Samiha
Bio
I'm a fan of poetry. I'm in love with words that are created through imagination.
Stories (54/0)
Depression
Sadness and sorrow is the emotion that I have most difficult controlling. It is a strong sentiment that bursts in my heart, and from there it courses through my veins and into my nervous system taking a full swing. When sadness possesses me, I am overpowered by it. I crumble down in an isolated corner and wrap my arms around my knees allowing tears to explode out of me. When I stare at my reflection in the mirror, I find a depressed girl with tears streaming down her eyes like Niagara Falls. Most of the time, I do not know why I am sobbing or why my heart feels like an empty void, but I do know that I am suffering from depression. When my family laughs with sheer happiness, I do not feel the same glee and joy.

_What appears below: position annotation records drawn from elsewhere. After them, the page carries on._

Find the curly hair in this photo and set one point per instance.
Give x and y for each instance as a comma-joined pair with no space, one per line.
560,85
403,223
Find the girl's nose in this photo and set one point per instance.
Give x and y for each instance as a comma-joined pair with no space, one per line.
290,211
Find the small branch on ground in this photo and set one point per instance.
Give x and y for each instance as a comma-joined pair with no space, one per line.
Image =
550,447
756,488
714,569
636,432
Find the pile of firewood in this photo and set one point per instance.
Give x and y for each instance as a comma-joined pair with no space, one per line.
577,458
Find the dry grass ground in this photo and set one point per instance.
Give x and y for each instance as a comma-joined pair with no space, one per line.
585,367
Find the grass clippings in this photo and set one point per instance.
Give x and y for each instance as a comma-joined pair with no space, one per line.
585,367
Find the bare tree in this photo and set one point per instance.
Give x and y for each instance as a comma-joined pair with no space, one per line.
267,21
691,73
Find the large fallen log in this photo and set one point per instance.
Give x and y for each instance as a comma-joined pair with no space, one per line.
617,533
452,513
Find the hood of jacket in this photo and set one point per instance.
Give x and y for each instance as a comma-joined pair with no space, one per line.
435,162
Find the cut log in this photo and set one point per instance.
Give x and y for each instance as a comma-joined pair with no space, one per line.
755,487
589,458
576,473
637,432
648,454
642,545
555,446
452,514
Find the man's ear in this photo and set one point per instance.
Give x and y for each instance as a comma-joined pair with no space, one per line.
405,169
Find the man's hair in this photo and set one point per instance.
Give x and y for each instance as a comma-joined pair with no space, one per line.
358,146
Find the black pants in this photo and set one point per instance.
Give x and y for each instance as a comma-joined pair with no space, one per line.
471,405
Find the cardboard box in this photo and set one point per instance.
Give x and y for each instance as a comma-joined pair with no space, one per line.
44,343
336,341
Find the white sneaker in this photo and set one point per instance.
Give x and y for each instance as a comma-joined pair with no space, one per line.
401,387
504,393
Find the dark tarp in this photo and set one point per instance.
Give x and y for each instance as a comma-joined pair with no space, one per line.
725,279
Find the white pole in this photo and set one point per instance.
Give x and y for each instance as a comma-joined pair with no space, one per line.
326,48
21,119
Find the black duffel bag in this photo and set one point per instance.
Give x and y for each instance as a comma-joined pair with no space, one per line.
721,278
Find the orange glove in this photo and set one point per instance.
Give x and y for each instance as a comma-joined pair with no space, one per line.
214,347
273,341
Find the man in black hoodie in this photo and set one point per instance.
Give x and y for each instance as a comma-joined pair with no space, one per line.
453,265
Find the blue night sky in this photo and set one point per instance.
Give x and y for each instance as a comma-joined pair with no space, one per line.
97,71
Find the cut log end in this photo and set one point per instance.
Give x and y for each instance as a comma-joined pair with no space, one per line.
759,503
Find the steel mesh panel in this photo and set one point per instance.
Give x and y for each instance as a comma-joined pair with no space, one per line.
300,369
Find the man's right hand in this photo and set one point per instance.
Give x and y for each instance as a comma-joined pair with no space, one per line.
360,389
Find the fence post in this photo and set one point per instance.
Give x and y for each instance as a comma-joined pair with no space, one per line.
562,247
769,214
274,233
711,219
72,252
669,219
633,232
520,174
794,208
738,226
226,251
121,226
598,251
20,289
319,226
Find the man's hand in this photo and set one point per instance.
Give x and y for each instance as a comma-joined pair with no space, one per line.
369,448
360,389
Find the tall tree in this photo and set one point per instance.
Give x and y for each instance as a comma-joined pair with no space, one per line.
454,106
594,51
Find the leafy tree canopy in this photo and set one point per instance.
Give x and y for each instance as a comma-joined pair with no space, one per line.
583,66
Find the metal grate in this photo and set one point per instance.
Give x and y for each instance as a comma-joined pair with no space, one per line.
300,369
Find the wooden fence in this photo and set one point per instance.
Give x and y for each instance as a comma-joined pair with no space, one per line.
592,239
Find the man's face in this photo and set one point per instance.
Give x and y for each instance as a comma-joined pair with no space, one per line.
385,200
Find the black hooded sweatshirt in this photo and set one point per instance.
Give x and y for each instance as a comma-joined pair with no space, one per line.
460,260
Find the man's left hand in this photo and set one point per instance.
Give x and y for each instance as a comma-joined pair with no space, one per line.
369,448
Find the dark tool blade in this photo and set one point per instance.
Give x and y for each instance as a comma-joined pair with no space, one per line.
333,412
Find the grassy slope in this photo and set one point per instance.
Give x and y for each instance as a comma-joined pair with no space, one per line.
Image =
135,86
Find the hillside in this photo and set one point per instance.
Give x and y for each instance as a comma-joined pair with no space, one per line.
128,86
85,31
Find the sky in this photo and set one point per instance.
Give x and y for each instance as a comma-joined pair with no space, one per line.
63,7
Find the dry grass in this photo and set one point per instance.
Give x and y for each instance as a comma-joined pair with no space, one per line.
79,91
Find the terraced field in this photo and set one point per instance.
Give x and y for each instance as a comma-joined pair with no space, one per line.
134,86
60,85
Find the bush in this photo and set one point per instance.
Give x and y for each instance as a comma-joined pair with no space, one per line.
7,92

When my aunt says she will be a grandma, I do not share the same joyous sentiments. When my uncle shares his news of marriage, I do not share the same delight. All I feel is empty darkness in my heart. What am I doing in this world, I always wonder. I do not see the glitz and glamour of this world as everyone does, all I see is time is betraying us. It's speeding past me, leaving me abandoned and alone. I have no idea who I am or what I want to be when I grow up. I don't envision a future or happiness in my life in the same way that everyone else does.